A hushed gasp crept around the dining table.

"The spirit has left him," one portly woman declared.

"And the devil himself has taken its place," said another portlier woman.

With this Sir Thomas Aquinas was struck from his seat where he methodically had been constructing a Jesus Christ out of his mashed potatoes placed fiercely across his T-bone steak.

"He is lost," said a third even portlier woman.

"Then there is nothing we can do," said Sir Thomas Aquinas, "but destroy him before he does to us!"

With haste the table disbanded and a stake was raised in the nearest field. Word spread quickly and townsfolk began gathering twigs and branches with such excitement and anticipation that some mistook their intent and also brought with them marshmallows and graham crackers.

The poor boy was caught easily and tied firmly to the stake. The townsfolk piled the wood high around him and crowded near with anxious eyes. King James himself came before the crowd with a widely lit torch.

"With the arrival of this boy," he said, "we thought we had found something wonderful."

King James turned toward the boy with a large wave of his torch and looked heavy into his eyes with a penetrating hatred. without losing such gaze, he leaned in to light the fire.

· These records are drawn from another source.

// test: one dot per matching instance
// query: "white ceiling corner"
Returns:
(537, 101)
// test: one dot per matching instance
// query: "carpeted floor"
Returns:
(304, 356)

From several directions a small wind picked up an earthen powder and dispersed it into the air. Before the flame could reach the kindling King James fell to his knees in a coughing fit and a thick cloud of dust fully encompassed the crowd.

All that could be seen amid the dense storm was the frightened boy, and at thirds to him, the three corpulent women.

"We always carry a lot of powdered foundation," said one of the women, winking at the boy.

"At our age it's essential," said the second.

"And powdered always travels better," said the third.

With the quickness of devotion the women replaced the boy with a likeness made of nothing but irises.
















Such was the beauty that the townspeople had found in the boy that they could not distinguish him from the flowers and rubbing their eyes proceeded to cheer as King James set his likeness ablaze.

As the irises burned, the crowd found that the sweet smell of the conflagrant flowers reminded them inextricably of the ocean and of children and at once they were struck by a wave of sentimental nostalgia, and in a few of them, alas but only a few, a small hammer of guilt panged desperately at their hearts.